The devices in question are used to treat peripheral artery disease (PAD), a blockage in blood vessels in the lower legs that affects more than 7 million Americans and can lead to limb amputation in severe cases. The prevalence of PAD increases with age, and is more common among black patients, though it affects all groups of people.

Many different treatments for PAD are available. A growing number of patients are having skinny balloons temporarily inflated inside blocked vessels to open them up, and sometimes the physician leaves behind a metal mesh tube called a stent to keep the vessel open. In some cases, these devices are coated with paclitaxel to reduce the chances of vessel re-closure.

Paclitaxel devices like Medtronic's In.Pact Admiral and Boston Scientific's Eluvia drug-eluting stent are important to investors because of their strong commercial potential — analysts with Barclays Capital estimate the In.Pact Admiral alone accounts for more than $200 million in sales at a higher-than-average profit margin compared to the rest of the Medtronic portfolio.

Now some doctors are halting all use of the devices, while others are discussing with patients new uncertainties about death rates, following the publication in the JAHA publication.

The study analyzed past randomized controlled clinical trials using several kinds of devices, and found that patients who were treated with paclitaxel balloons and/or stents had a 68 percent greater relative risk of dying two years later, and a 93 percent higher relative risk of death five years after the procedure. (The findings do not apply to paclitaxel stents and balloons used in coronary arteries.)
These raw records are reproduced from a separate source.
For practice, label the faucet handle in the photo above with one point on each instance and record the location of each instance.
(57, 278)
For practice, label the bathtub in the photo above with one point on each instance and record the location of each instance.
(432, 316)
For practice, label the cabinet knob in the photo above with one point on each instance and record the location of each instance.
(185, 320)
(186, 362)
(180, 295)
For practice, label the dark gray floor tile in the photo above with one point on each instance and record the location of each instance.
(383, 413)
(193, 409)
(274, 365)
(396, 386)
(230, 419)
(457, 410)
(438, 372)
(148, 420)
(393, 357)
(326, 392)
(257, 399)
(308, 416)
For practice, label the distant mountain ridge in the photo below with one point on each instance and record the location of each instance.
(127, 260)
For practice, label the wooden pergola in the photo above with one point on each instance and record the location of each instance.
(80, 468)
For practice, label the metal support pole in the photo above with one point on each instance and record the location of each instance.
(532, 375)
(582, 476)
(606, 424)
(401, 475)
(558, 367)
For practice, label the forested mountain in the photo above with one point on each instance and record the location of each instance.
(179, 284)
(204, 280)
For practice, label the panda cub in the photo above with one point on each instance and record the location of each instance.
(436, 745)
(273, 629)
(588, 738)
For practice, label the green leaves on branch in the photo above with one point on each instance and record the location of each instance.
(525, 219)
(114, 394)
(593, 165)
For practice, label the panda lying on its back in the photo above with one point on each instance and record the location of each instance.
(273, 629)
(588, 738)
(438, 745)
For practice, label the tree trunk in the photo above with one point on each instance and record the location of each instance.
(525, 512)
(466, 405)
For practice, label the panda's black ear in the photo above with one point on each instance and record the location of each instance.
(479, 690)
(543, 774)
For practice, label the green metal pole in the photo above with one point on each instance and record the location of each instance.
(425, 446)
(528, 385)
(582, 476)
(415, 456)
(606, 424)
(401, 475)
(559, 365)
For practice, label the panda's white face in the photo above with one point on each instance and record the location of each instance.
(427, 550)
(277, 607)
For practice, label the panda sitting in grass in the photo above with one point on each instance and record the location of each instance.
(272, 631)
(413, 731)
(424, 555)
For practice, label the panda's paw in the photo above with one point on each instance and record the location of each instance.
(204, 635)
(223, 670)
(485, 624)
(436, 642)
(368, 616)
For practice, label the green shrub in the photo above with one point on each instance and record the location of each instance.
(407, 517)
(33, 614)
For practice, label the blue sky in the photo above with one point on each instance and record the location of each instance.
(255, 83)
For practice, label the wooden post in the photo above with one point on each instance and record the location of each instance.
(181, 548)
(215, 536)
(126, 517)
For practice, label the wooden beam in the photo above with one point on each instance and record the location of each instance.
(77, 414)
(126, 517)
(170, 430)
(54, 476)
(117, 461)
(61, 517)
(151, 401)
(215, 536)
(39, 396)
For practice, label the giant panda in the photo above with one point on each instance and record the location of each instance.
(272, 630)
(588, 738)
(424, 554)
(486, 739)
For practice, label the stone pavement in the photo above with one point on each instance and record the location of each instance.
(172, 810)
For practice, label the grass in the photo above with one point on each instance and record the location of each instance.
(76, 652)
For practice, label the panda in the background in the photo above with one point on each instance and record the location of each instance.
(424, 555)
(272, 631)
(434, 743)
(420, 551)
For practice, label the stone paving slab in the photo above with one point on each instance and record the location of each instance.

Authors of the meta-analysis report called their finding "alarming" and postulated that "paclitaxel toxicity" related to the way the drug is formulated and applied to the devices could be causing the problem. But they offered no clear explanation. The Food and Drug Administration has opened an investigation into the matter.

Device makers have noted that the JAHA analysis included anyone who died in the trials for any reason, and did not take into account patient-specific factors that could have pointed to other factors that could be strongly associated with death, such as the patient's age and health history — data that were not available to the team that did the JAHA meta-analysis.

A consultant for Cook Medical, the Indiana-based maker of the popular Zilver PTX drug-eluting peripheral stent, emphasized at the LINC conference that the JAHA paper lacked any patient-level data. "Cook's patient-level data demonstrate no increased mortality rates at five years with use of a Zilver PTX paclitaxel-coated stent vs. the use of non-coated stents and balloons," said Dr. Michael Dake, global principal investigator for the Zilver PTX randomized controlled clinical trial.

Boston Scientific consultant Dr. William Gray, meanwhile, said the company's Eluvia drug-eluting stent and Ranger drug-coated balloon did not have higher mortality rates at three years than non-paclitaxel devices, according to patient-level data presented at LINC.